Dopp, who turns 53 next week, is also a Democrat and longtime critic of e-voting. She has worked tirelessly - some say obsessively - to undermine Utah's planned transition to computerized voting machines, sometimes accusing election officials of fraud in e-mails that she distributes to the local news media.
Aside from odd teaching gigs, Dopp has been jobless since the late-1990s when the Internet service provider company she created fell victim to the dot-com bust. She survives off rental income and her retirement account.
Her solar-powered mountain home, which she shares with her cat, is cluttered with maps, books and stacks of paper. To some, she may appear eccentric. But Dopp, who boasts a master's degree in math, comes across as an intellectual - not a kook.
"I love American democracy. There is no better system of governance on Earth. But it becomes endangered when you let private companies count the vote and you're not allowed to see how they do it," she says of her dislike for paperless voting. "And if democracy were to disappear on my watch when I could have done something about it, I couldn't live with myself."
Conspiracy theorist or not, in the week following the election, Dopp and her Web site - http:
//www.ustogether.org - have become a cause celebre.
The day after the election, Dopp posted on her site a table analyzing Florida's election results, suggesting a link between optical-scan voting machines and unexpected gains for President Bush.

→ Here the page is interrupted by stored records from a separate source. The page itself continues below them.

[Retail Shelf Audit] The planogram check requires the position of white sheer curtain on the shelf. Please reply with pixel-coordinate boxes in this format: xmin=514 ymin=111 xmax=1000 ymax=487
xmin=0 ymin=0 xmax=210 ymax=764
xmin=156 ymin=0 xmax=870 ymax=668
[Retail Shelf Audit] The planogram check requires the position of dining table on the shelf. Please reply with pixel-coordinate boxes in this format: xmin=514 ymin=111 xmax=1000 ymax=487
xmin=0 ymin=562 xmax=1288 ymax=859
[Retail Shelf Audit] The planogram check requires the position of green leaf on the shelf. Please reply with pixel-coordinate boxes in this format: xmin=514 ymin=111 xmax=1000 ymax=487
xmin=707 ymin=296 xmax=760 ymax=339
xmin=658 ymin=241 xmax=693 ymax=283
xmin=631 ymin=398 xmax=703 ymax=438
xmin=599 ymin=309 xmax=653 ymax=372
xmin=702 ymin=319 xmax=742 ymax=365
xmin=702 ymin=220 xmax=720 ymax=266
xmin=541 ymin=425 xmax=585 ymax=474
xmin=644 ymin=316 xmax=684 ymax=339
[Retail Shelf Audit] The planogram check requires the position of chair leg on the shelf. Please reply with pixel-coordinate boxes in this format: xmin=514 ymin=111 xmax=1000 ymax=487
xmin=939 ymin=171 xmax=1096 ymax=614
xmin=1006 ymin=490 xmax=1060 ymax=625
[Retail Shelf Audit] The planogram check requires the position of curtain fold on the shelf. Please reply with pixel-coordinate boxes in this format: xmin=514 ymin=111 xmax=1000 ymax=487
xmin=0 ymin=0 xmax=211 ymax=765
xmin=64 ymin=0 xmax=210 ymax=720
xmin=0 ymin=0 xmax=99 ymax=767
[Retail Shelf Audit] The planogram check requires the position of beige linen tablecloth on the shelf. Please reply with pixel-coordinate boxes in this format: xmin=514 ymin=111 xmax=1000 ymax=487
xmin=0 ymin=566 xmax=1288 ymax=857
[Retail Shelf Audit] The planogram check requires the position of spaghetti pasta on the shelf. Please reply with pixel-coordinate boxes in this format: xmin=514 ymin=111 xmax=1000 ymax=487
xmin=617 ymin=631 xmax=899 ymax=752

The table juxtaposed party registrations in each of Florida's 67 counties, the votes for each presidential candidate and voting method used. It showed a surprising number of registered Democrats in e-voting districts voting for Bush.
According to an article appearing Friday in The New York Times, the "zeal and sophistication of Dopp's number crunching was hard to dismiss out of hand." With lightning speed, it was co-opted for display on countless other Web sites.
Before the election, Dopp's site received an average 50 visits a day. On Nov. 8, she recorded 68,000 hits.
Three Democratic members of Congress calling for an investigation of voting machines even saw fit to include a link to her site in a letter they sent to the Government Accountability Office, according to the Times.
Republicans and political science professors have rushed to debunk Dopp's findings, noting that Florida Democrats have a history of crossing parties in presidential races.
Utah Elections Director Amy Naccarato wouldn't speak to the legitimacy of Dopp's analysis, nor to the security of other states' voting systems.
But she said, "There is a lot of paranoia out there about voting systems. It's not like elections officers are oblivious to it."
Naccarato says the chances that votes were stolen or fraudulently reported are "slim to none."
But Utah and several other states have reported computer glitches leading to miscounts, and in some cases, undecided races.
Dopp has posted a response to her critics, and won't stop there. She is setting up an account to receive donations for a nonprofit group she plans to launch with other statisticians and computer scientists who believe e-voting technology is amateurish and pocked with security problems.
She also plans to expand on her study of the 2004 presidential election to encompass all states and 2004 races.
"We've just begun to scratch the surface," she said. "This is not a partisan effort. This is an American effort. Everyone wants an election that's counted accurately."